America’s 2016 Olympics squad is so deep that it could field two medal-worthy teams. Douglas’s 2012 teammate, Aly Raisman, also competed in Jesolo, coming in third all-around. The highlight of Raisman’s performance was a repeat of her extremely difficult tumbling pass, which looks like this:
Raisman is the 2012 Olympic floor champion, but she came in third in that event. (Biles was first.)
Gymnasts are usually one of two types: Those who do the hardest tricks, and those who do easier tricks but make them look pretty. Raisman belongs to the first group; Douglas, the second. But Biles makes the hardest flips look beautiful, as if she were tumbling on a lower-gravity planet. For her, difficult tumbling looks easy—like the thing below, which is called the Biles. Because she invented it. She is tiny and jacked. She smiles a lot.
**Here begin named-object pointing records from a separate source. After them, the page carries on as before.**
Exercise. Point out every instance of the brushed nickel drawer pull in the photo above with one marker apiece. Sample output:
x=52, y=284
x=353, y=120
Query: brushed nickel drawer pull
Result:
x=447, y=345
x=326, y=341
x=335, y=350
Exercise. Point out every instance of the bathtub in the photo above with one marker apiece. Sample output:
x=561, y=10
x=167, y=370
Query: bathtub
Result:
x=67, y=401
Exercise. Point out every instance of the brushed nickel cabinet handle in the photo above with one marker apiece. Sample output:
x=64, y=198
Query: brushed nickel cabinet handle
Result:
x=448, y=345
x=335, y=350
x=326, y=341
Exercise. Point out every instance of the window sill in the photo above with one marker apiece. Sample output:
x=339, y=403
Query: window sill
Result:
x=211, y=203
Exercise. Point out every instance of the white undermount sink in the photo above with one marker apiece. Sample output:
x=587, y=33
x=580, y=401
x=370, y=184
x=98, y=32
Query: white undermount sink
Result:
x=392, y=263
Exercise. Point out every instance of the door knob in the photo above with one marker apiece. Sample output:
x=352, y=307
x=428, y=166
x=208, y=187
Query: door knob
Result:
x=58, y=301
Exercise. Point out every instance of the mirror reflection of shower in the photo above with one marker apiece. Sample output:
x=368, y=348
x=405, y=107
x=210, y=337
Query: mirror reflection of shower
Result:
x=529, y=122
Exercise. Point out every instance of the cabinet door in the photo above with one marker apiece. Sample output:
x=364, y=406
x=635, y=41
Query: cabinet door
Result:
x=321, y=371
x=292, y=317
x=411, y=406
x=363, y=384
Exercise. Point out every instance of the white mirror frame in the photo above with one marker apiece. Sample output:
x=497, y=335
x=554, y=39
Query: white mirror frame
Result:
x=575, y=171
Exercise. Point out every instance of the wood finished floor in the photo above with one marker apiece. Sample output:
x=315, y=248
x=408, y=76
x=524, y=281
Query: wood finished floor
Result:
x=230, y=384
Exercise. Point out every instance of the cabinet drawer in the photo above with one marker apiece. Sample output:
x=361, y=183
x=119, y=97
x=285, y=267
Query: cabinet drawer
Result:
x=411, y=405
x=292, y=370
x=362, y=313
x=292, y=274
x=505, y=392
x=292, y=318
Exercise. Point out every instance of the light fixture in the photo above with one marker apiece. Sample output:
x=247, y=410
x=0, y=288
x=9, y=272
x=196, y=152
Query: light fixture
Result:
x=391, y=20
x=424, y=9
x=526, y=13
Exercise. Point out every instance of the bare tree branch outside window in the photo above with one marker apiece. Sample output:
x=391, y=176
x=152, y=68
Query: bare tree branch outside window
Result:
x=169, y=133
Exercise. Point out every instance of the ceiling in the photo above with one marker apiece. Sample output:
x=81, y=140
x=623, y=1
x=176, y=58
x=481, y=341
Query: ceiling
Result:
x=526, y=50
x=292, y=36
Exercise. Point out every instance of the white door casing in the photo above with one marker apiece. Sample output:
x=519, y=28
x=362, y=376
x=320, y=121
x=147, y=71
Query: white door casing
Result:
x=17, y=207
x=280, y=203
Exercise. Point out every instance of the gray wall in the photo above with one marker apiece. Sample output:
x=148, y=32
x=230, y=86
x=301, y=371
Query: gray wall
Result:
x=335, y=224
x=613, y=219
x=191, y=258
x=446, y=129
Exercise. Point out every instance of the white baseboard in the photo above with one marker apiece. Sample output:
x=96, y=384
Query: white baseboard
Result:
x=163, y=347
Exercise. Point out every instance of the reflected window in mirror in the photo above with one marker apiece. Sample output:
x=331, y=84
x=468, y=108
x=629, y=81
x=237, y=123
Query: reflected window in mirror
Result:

In February, Douglas made her ambition clear: "I want to make it big and make it better than last time... What's driving me is, I guess, 'cause no one's ever done it before," she said, referring to, it appears, winning back-to-back Olympic all-around gold medals. If Gabby wants to do that, she can't just be as good as she was in London. She'll have to beat Simone. Or some other teenager we haven't even heard of yet.